In its most simple form, a social contract is an agreement between the people in a society and the society that they are a part of, to provide an environment conductive to – at a minimum – survival.
This is a fundamental human expectation which exists within a 20 person tribe in the Amazon jungle, to a city populated by millions, and outward to a country populated by hundreds of millions.
Then there’s Somalia – a fractured state – where the social contract has been shredded by the elites, politicians, warring factions, and the political and functional ineptness of intervening outside agencies and governments.
Since certain Western governments seem to find it more politically appealing to blow the hell out of people, in support of oligarchs, rather than provide adequate assistance to those truly in need of survival intervention, the famine victims in Somalia are virtually on their own.

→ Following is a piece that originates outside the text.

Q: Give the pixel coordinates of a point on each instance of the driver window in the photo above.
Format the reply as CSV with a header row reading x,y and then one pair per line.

If you’ve read this far and you’re wondering why I would take a position on a food crisis in Africa, in a technical blog – here’s why.
First – the consensus of opinion I’m reading in popular media seems to be focused more on “here we go again”, and the usual – we need to stop giving taxpayer money to feed people in Africa who contribute to terrorism, piracy, environmental destruction and world overpopulation – rather than on a realistic humanitarian perspective.

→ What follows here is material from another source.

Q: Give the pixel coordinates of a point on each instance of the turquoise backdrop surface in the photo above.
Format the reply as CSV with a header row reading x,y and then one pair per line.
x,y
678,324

Second – the following comment from regular reader “Hipockets”, whose concern for the innocent victims, in what is proving to be an escalating tragedy, is evident.

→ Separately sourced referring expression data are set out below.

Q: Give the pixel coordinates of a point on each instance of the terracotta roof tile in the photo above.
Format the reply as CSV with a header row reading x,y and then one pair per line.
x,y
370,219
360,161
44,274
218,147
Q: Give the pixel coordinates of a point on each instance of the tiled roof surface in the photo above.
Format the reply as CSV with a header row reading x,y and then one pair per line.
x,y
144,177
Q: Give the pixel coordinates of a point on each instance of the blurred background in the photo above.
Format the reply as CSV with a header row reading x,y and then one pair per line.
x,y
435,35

Bill, the following request is way, way, way off topic, but the famine in Kenya and Somalia is so severe that many families there are having to choose which of their children to feed, and which to bury.
There are many worthy causes that need our help, but I can think on nothing more important than helping starving children.
So please think about some way to tell your readers about how they can contribute funds to help these children.
Contributions can be made via the following websites:
Admittedly, the World is in unprecedented turmoil. A time in which we’re faced with issues that appear to offer diminishing prospects of a satisfactory resolution. Even so, the very idea of not providing adequate assistance in order to prevent a generational tragedy in Somalia, is abhorrent to me.
I’m hopeful that you will join with me, Hipockets, and other concerned individuals, in offering what help you can to those in Somalia who are faced with circumstances – not of their own making – in which their survival is under attack.